Even Biden’s strong supporters have acknowledged this fact. “Do I think that Joe Biden has the same depth of feeling and empathy for the Palestinians of Gaza as he does for the Israelis?” Aaron David Miller, a CNN analyst and former high-level Middle East official. “No, he doesn’t, nor does he convey it. I don’t think there’s any doubt about that.”
That empathy gap has carried over to domestic policy. Biden has now become something of a law and order candidate, declaring that the protests are “antisemitic” and counselling that the US is not “a lawless country”. The shift has led to a crisis for many of those who are terrified of a second Trump term.
“If this is what beating Trumpist fascism looks like, then I think a lot of people are asking very reasonably, what is the real difference then between the two?” said David Austin Walsh, a historian of the American far right and a postdoc at the Yale Program for the Study of Antisemitism.
The question remains: If not Biden, then who? The most viable third-party candidate is Robert F. Kennedy Jr., who consistently polls between 5% and 10% at the national level. Many young people view RFK Jr. as an anti-war candidate, according to the Democratic organiser, who lamented that most Americans are unaware of the candidate’s strong support for Israel’s war.
Walsh said he’s not considering any third candidates and would instead simply ignore the top of the ballot come November. But, in the end, he will likely hold his nose and vote for Biden, he told °®Âţµş.
Will others follow? It depends on whether Biden is willing to accept some difficult facts, argued Zogby, who served on the executive committee of the Democratic National Committee until 2017.
Despite his long career in Democratic politics, Zogby says he and other Arab American leaders haven’t been invited to the White House for a meeting since November even as a powerful anti-Biden movement has grown in their community.
“If they did outreach, they'd have to be willing to hear bad news,” he said. “Maybe they just don't want to do that.”
Countdown to Chicago
Perhaps the greatest fear among Biden’s supporters is a repeat of the violence at the 1968 Democratic convention, when cops clashed with anti-Vietnam War protestors in an incident that likely contributed to Richard Nixon’s election victory.

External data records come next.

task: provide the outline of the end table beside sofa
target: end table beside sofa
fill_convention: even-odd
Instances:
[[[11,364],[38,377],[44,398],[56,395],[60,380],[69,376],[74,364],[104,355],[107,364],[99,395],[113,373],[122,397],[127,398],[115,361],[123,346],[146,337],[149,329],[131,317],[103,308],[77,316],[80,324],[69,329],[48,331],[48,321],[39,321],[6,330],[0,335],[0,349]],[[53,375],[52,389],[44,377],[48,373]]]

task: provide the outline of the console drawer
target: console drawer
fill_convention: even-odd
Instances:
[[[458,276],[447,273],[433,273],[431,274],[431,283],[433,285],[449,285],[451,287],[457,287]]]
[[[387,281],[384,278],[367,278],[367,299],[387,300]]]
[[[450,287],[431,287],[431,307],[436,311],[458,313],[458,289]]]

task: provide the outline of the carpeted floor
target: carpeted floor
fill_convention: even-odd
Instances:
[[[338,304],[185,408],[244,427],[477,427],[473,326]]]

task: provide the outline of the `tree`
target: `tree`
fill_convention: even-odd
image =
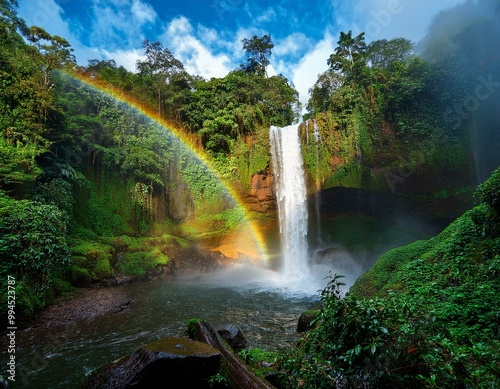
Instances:
[[[254,35],[250,39],[242,39],[242,42],[247,56],[247,63],[246,65],[241,65],[242,69],[247,73],[267,76],[266,67],[269,65],[269,57],[274,47],[274,44],[271,42],[271,35],[266,34],[260,38]]]
[[[0,0],[0,26],[9,26],[9,30],[19,29],[23,35],[27,35],[28,27],[17,16],[17,6],[17,0]]]
[[[331,71],[326,71],[318,76],[318,80],[309,89],[311,95],[307,102],[309,112],[324,112],[329,109],[331,96],[342,86],[343,77]]]
[[[404,61],[413,50],[413,43],[405,38],[388,41],[381,39],[370,43],[367,49],[367,60],[375,68],[389,68],[396,61]]]
[[[340,39],[335,53],[328,58],[331,71],[339,71],[347,77],[355,75],[356,71],[366,64],[365,33],[353,38],[352,31],[340,32]]]
[[[85,68],[84,72],[89,74],[91,77],[99,76],[106,69],[116,69],[116,61],[114,59],[89,59],[88,62],[89,64]]]
[[[45,75],[44,86],[50,84],[50,72],[76,64],[73,49],[68,41],[57,35],[50,35],[41,27],[31,26],[26,37],[38,49],[41,59],[40,64]],[[43,43],[48,42],[49,44]]]
[[[157,99],[158,114],[161,115],[162,96],[173,75],[184,72],[184,65],[174,57],[172,52],[163,48],[160,42],[150,43],[145,39],[142,43],[146,60],[137,61],[139,74],[153,83]]]

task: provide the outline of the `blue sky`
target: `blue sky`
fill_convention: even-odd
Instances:
[[[268,73],[288,77],[305,102],[340,31],[365,31],[367,41],[403,36],[418,42],[434,15],[463,1],[19,0],[19,15],[66,38],[82,65],[114,59],[135,71],[147,38],[207,79],[245,62],[243,38],[271,34]]]

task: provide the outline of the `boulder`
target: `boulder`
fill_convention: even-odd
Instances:
[[[210,388],[221,354],[188,338],[164,338],[103,366],[84,382],[85,389]]]
[[[318,316],[317,310],[310,310],[302,312],[297,323],[297,332],[306,332],[311,329],[311,323]]]
[[[234,324],[226,324],[217,328],[218,334],[224,339],[233,351],[238,352],[248,346],[248,340],[241,329]]]

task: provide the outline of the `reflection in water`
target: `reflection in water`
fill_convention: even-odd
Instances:
[[[133,283],[118,287],[133,299],[122,313],[65,327],[19,331],[15,387],[78,388],[90,371],[141,345],[182,336],[191,318],[214,326],[237,324],[250,347],[288,347],[298,339],[298,317],[316,304],[319,294],[254,282],[264,273],[270,278],[277,274],[241,266],[178,282]]]

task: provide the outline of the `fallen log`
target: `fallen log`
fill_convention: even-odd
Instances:
[[[191,320],[188,325],[190,338],[215,347],[222,355],[222,363],[227,369],[232,388],[276,389],[266,380],[257,377],[248,365],[230,350],[221,336],[204,320]]]

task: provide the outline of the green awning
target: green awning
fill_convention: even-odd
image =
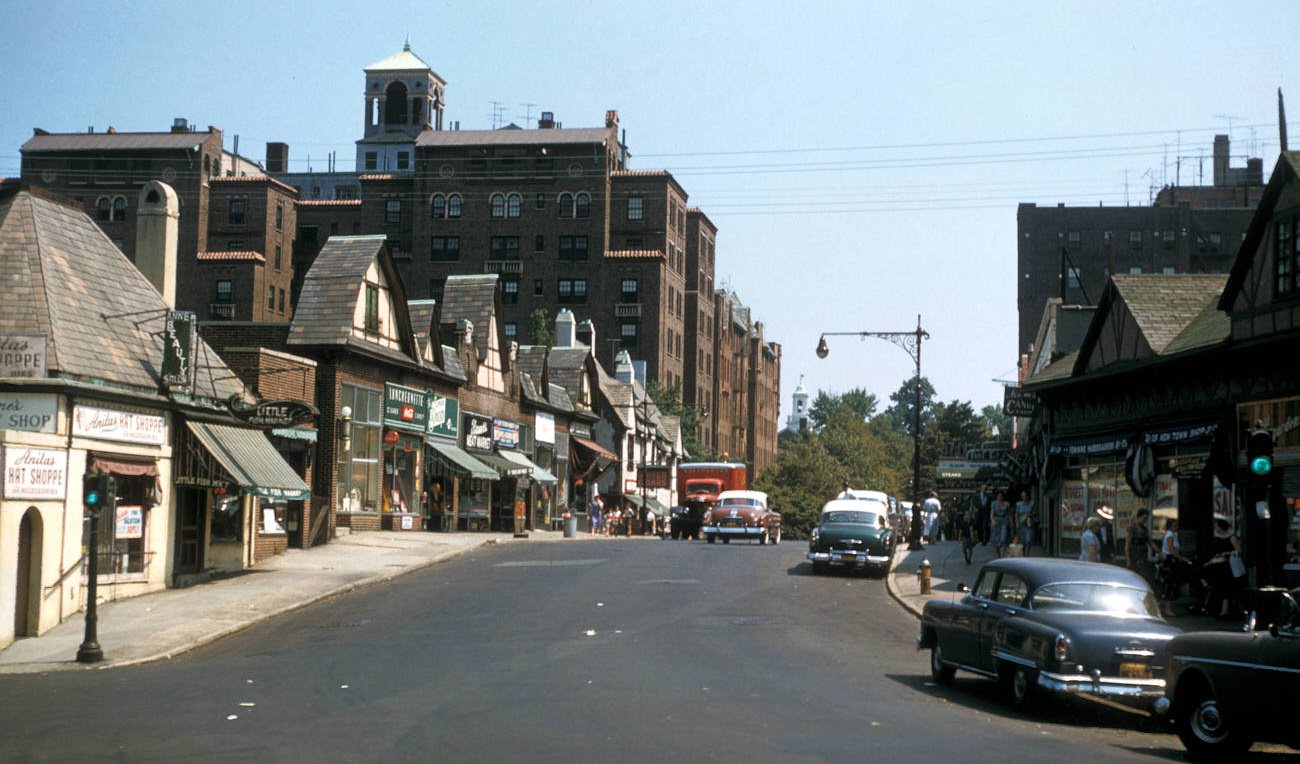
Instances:
[[[529,459],[518,451],[511,451],[510,449],[503,448],[501,449],[500,454],[521,467],[527,467],[529,475],[533,478],[534,482],[542,483],[544,485],[555,485],[559,482],[554,475],[541,467],[538,467],[532,459]]]
[[[212,458],[230,473],[243,493],[268,499],[311,497],[311,489],[261,430],[208,422],[186,422],[185,426],[212,454]]]
[[[470,477],[478,478],[480,480],[496,480],[497,477],[499,477],[496,470],[487,466],[483,462],[480,462],[478,459],[475,459],[467,452],[451,443],[439,443],[437,441],[426,440],[424,445],[428,446],[429,450],[441,457],[443,463],[448,467],[451,467],[453,470],[464,472]]]
[[[526,465],[512,462],[496,454],[487,454],[474,452],[475,459],[483,462],[487,466],[497,471],[497,474],[504,478],[527,478],[532,476],[532,469]]]

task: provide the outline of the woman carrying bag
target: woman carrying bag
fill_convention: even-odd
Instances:
[[[1246,585],[1246,566],[1241,559],[1241,542],[1232,534],[1223,518],[1214,521],[1214,538],[1210,542],[1210,559],[1202,565],[1210,587],[1205,602],[1206,615],[1231,618],[1241,611],[1241,591]],[[1218,605],[1218,610],[1214,606]]]

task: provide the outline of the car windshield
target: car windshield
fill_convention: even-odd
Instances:
[[[762,509],[763,502],[758,499],[727,498],[719,501],[718,507],[729,507],[731,509]]]
[[[853,523],[857,525],[878,525],[880,515],[862,510],[840,509],[822,515],[823,523]]]
[[[1155,596],[1145,589],[1106,583],[1047,584],[1029,600],[1034,610],[1081,610],[1159,617]]]

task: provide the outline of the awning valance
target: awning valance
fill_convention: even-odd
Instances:
[[[541,467],[538,467],[532,459],[529,459],[518,451],[511,451],[508,448],[503,448],[501,449],[500,454],[521,467],[527,467],[528,474],[532,477],[534,482],[542,483],[544,485],[555,485],[559,482],[554,475]]]
[[[602,459],[609,459],[610,461],[614,461],[614,462],[618,461],[617,456],[615,456],[608,449],[606,449],[604,446],[600,445],[594,440],[579,438],[577,435],[570,435],[569,439],[574,443],[576,443],[577,445],[582,446],[583,448],[592,452],[596,456],[599,456]]]
[[[260,430],[208,422],[186,422],[185,426],[243,493],[270,499],[311,497],[311,489]]]
[[[475,451],[473,457],[480,462],[497,471],[497,474],[505,478],[526,478],[532,476],[532,469],[527,465],[512,462],[509,459],[496,454]]]
[[[1101,454],[1124,453],[1128,451],[1133,439],[1133,433],[1092,438],[1062,438],[1053,441],[1047,452],[1052,456],[1098,456]]]
[[[90,457],[87,471],[122,475],[124,477],[138,477],[140,475],[158,477],[158,463],[154,461],[133,462],[127,459],[109,458],[95,454]]]
[[[472,478],[481,480],[496,480],[499,477],[496,470],[451,443],[426,440],[424,445],[437,454],[444,464],[457,472],[464,472]]]

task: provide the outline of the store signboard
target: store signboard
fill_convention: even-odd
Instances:
[[[502,448],[519,448],[519,423],[509,419],[493,419],[492,441]]]
[[[114,538],[144,538],[144,507],[118,506],[114,514],[116,515],[116,527],[113,529]]]
[[[58,414],[58,396],[0,393],[0,430],[52,433]]]
[[[1033,416],[1038,413],[1038,394],[1023,387],[1002,388],[1002,413],[1007,416]]]
[[[4,498],[57,499],[68,492],[68,452],[4,447]]]
[[[423,390],[384,383],[384,424],[424,432],[429,427],[429,399]]]
[[[460,402],[437,393],[429,394],[429,434],[456,439],[460,432]]]
[[[169,310],[163,318],[162,383],[186,389],[194,384],[199,322],[188,310]]]
[[[555,417],[537,412],[533,421],[533,439],[538,443],[555,444]]]
[[[492,450],[492,417],[478,414],[465,414],[464,428],[465,448],[476,451]]]
[[[0,377],[44,377],[46,345],[44,334],[0,334]]]
[[[80,405],[72,410],[72,434],[81,438],[161,446],[166,424],[156,414]]]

One way to reduce the likelihood of such an outcome would be to simply stop deploying the police to break up protest encampments. If the events of the 1960s taught us anything, it’s that sending in the cops will tend to galvanise protestors and escalate the situation, according to historian Mitchell Hall of Central Michigan University.
Officials later blamed police for the violence at the convention, but Americans at the time only saw chaos in the streets, Hall notes.
"There's a concern that this could boil over into the Democratic National Convention. If they don’t resolve this, there's gonna be a real mess"
Indeed, that pattern has played out again in recent weeks. Republicans and pro-Israel advocates have seized on images of violence at protests without noting that they all came after police or National Guard troops were called in. An initial round of arrests at Columbia played into students’ decision to seize a building in the first place, making reference to 1960s-era protests that the university now praises.
By contrast, less violent responses have allowed administrators to strike deals with protestors, to peaceful resolutions at Northwestern, Brown, and Rutgers.
But political violence has a tendency to spread, as witnessed last week when pro-Israel agitators attacked a Gaza solidarity encampment at UCLA, injuring at least 15 protestors. And it will only get more difficult to keep a lid on things if Israel follows through on its threat to invade Rafah, where more than a million Palestinians have been pushed since the start of the war.
The potential for clashes at the convention in Chicago this August has Democrats in Congress worried that the worst is yet to come, according to Hassan el-Tayyab, the legislative director of the Friends Committee on National Legislation.
“There's a concern that this could boil over into the DNC,” el-Tayyab said. “If they don’t resolve this, there’s gonna be a real mess.”